Jonas bahnt sich früh morgens den Weg durch den knietiefen Neuschnee zur Arbeit. Es ist noch dunkel, als er in der Schneiderei ankommt. Zu seinen Aufgaben gehört es, alles für den Meister und die Kunden vorzubereiten. Schnittmuster sortieren, Schneiderkreide und Nadeln ordnen, Garne farblich abstimmen, alles für jedes Modell und jeden Kunden. Dann noch Schnee schmelzen und mit dem gewonnenen Wasser Tee aufgießen, aus einer Art Baumflechte,

die angeblich gut gegen Erkältungen wirkt, denn mit der Kundschaft kommen die Grippe, Husten, Fieber und vieles. Und so manches bleibt.

Er hat seine Arbeit fast beendet, als es an der Tür klopft. Glasfenster sind unleistbar für den Schneider, also muss Jonas die Tür öffnen, um zu sehen, wer es ist.

Er öffnet die Tür, erstarrt wie zu Stein - die Türklinke ist sein einziger Halt - und versinkt in den tiefsten, braunen Augen, die er je gesehen hat. Ein wenig wie die seiner Mutter. Unter dem Umhang ragt ein schwarzer langer Zopf hervor, den der schmelzende Schnee in einen Eiszapfen verwandelt hat.

Das Wunderwesen ist klein, zart und irgendwie erbarmungswürdig.

Und als ihn die großen braunen Augen loslassen und er den Blick hebt, sieht er ein anderes, wesentlich größeres, braunäugiges Wesen, mit zornigem Blick aus ebenso dunklen Augen. 

Man habe ihnen gesagt, die Schneiderei sei nicht weit von der Kutschenstation entfernt, der Weg mit Sicherheit freigeschaufelt und nebenan ein Café. Wohl alles frei erfunden und dreiste Lügen, noch dazu bei einer Neukundschaft.

Jonas erinnert sich an all das, was er über gutes Benehmen gehört hat, nicht zuhause, sondern von Kunden. Er bittet die griesgrämige Dame und das Zauberwesen in die Stube, klopft den Schnee von

ihren Mänteln, bittet sie abzulegen, hängt die Mäntel fein säuberlich an den Ofen und eilt in den Hinterhof - dort ist die Abstellkammer, die als Küche dient - trocknet zwei der eben gewaschenen, ärmlichen Teetassen und eilt mit dem warmen Gebräu zurück in die Stube.

Das Zauberwesen hat den Zopf gelockert, um das Haar zu trocknen. Jonas sieht wildes, schwarzes Haar um sanfte Augen.

In dem Moment betritt der Meister den Laden und entschuldigt sich vielmals für das tölpelhafte Verhalten seines Lehrlings. Natürlich sei der Weg normalerweise geschaufelt und das mit dem Café nebenan, das müsse ein Missverständnis gewesen sein. 

Er nennt die Dame Frau Doktor, macht unentwegt den Diener und tritt Jonas heftig ins Schienbein, wie er es immer tut, wenn er ihm zeigen will, dass etwas absolut nicht stimmt.

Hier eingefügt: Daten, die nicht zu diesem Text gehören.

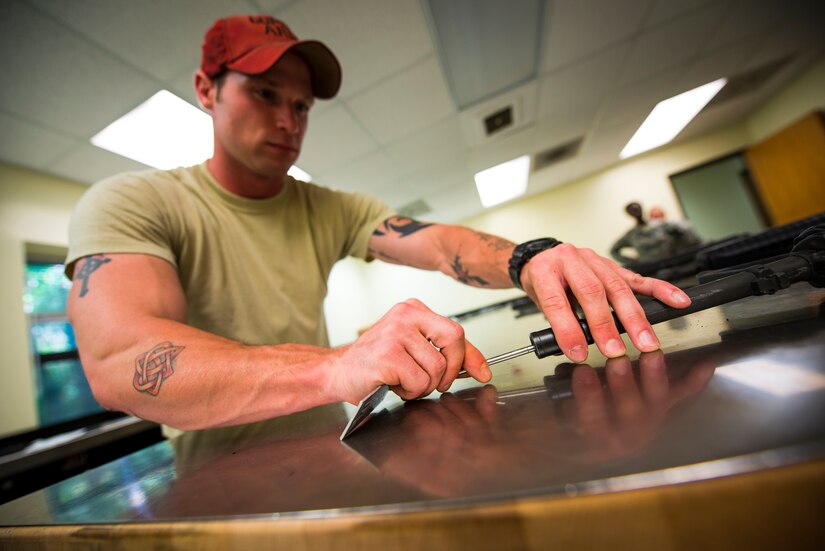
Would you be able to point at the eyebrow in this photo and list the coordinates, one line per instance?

Die Frau Doktor ist keine eigentliche Frau Doktor, sondern vielmehr nur die Gemahlin eines Herrn Doktor aus der nahegelegenen Stadt. Die Schneiderei wurde ihr für ihre Tochter empfohlen. Das Mädchen ist so zierlich, dass niemand für sie nähen will oder besser gesagt für die Mutter, deren Ruf sich im ganzen Land mit Windeseile verbreitet hat.

Frau Doktor erzählt, ihre Tochter brauche den Mantel für eine lange Reise. Der Herr Doktor habe einen Lehrstuhl in einer Stadt im Habsburger Reich angenommen und in zwei Wochen sei Abreise.

Nein, man werde dann dort leben und hoffentlich nie wieder nach Schweden zurückkehren. In der neuen Heimat werde alles viel nobler sein als im hier oben im ungehobelten Norden.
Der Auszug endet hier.